Only a wise person listens and learns...

Mentoring is something my personality naturally rejects. I was the first-born, only child for many years, and I preferred to do things myself. As Ingrid Michaelson says in one of her songs: "I could write my name by the age of three, and I don't need anyone to cut my meat for me. I'm a big girl now, see my big girl shoes. It'll take more than just a breeze to make me fall over..."
Or so I thought.
Nah... I wasn't trying to grow up too fast or anything. (Christmas 1989)Luckily, I had a mother who did mentor me throughout my years growing up, but it was hard for me to fully embrace and appreciate that. I wanted to do my thing! Holding those car keys in my hand for the first time was the ticket, and there I went. Now, don't start thinking I went off the deep end and became a meth addict. Rebellion came to me in smaller things, which was basically just doing whatever I wanted when I wanted to do it. I didn't want a curfew! I just wanted to be grown up. And I was only going to a late movie or hanging out with so-and-so. What was the big deal?
Now, I am very thankful for my mother and the short-term mentors I had at church who were always there for me. Sometimes, I made friends who brought me down, sometimes I had a boyfriend relationship that turned out to be negative. But thankfully, when I wasn't being too prideful, there was somewhere I could turn.
For me, G.L.A.M. is the answer to what I probably needed in that time from being 16 and 17, when the last thing I wanted to do was have my mom tell me what to do. I also didn't realize that most girls go through the same things, and it does help to talk to someone about it. My mom was married at 18, and I didn't think she really understood the drama that ensued during dating. She only had one boyfriend other than my dad, so how could she understand?
Here are the facts. Yes, not everyone is the same. Maybe you would feel strange talking to someone who grew up with a seemingly perfect childhood about how it feels to be abused. But the fact is, age, experience and spiritual maturity can muster up a lot of good advice. Maybe your mentor isn't exactly like you, but their advice is still beneficial. Or maybe you know someone who did have a similar situation growing up. What a gold mine of advice that would be, too!

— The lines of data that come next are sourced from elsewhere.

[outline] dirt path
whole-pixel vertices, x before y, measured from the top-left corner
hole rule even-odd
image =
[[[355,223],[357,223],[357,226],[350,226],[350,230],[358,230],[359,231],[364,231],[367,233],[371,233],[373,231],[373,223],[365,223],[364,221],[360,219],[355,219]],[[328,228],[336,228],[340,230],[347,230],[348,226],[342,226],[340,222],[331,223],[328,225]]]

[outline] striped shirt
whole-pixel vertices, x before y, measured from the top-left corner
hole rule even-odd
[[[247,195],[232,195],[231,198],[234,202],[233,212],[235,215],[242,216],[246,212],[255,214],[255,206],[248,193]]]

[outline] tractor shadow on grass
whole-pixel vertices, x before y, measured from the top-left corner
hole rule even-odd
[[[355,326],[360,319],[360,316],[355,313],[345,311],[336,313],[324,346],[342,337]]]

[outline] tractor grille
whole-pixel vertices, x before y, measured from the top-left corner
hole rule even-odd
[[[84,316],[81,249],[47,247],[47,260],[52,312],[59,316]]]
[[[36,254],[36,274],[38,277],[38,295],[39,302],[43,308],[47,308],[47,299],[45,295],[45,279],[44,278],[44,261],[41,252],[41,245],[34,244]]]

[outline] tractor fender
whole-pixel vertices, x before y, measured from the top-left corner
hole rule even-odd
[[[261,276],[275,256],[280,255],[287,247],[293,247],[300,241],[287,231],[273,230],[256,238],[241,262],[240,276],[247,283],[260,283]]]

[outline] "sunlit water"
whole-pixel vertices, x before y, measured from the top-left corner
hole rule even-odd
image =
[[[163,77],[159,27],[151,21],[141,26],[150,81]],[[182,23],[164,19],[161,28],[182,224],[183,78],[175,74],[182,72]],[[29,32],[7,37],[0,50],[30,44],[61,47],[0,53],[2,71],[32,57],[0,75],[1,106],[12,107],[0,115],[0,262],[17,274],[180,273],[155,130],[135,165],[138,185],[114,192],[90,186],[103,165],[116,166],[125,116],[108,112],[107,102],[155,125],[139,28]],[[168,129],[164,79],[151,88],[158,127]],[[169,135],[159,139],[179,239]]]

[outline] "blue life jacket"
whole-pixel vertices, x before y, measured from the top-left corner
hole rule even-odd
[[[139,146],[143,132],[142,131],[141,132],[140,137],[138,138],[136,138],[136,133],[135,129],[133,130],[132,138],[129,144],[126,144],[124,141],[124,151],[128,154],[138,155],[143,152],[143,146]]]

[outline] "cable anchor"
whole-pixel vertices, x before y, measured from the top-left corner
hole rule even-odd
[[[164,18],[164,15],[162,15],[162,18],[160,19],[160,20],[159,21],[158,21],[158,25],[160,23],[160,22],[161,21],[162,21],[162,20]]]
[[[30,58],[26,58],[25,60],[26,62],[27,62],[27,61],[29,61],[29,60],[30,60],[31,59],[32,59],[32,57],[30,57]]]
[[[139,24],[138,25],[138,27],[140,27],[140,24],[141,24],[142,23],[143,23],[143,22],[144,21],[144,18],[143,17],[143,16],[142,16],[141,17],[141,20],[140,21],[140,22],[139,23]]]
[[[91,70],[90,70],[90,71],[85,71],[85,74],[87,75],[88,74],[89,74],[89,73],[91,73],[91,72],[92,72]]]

If you're anything like me, you need to realize that life exists beyond your independent bubble. You are not the first person to experience whatever you may be going through, and you won't be the last. You are not alone.
Also, don't get the wrong idea and think I was self-centered and anti-social. I surrounded myself with friends constantly. However, peers cannot offer the same type of support that a mentor can. They are wonderful and we need them, but they are on your same level and have limits to the growth they can inspire.
So at least give Mentoring a thought. Proverbs 1:5 says, "A wise man (and woman) will hear and increase in learning..and will acquire wise counsel." Or as 1 Corinthians 8:2 says, "Anyone who claims to know all the answers doesn't really know very much."

Reader Comments (5)
I can sooo relate! I've had to learn the hard way to respect those who have been around a while and their wisdom. I used to think rules were a curse. Had to learn the hard way rules are meant to protect me and those who reinforce them love me more than life itself. I'm still trying, failing, and learning. Thanx for sharing. :)
My middle name is Strongwilled! This has been my life's lesson, just learning to listen and to not think I know it all. It's like, the hardest thing in life to give up control. I know I'm smart, but still so much to learn. It's hard too not to follow the wrong people too, like hollywood, but when you look at their lives, it's all drug addiction, partying, immorality and they're lives are falling apart. They're mixed up! I'm trying to find the right people to hang with and to follow their example and to be an example too.
It's pride I think that keeps me from accepting advice and correction. It's like a wall that I put up and it can really get in the way. I have to let down the walls constantly and be real. :)
That's a cute pic of you in the wedding dress and omg that was exactly how I was! I grew up on Disney Princess stories and was ready to meet my Prince at age 4. lol! I had to realize there was a lot that was supposed to happen in between and I still needed help and advice along the way from both Mom and Dad. :)
Thanks for the comments!
It's nice to see other strong-willed girls who are learning the boundaries of being ambitious and independent while still being respectful, humble and obedient! We are all a work in progress.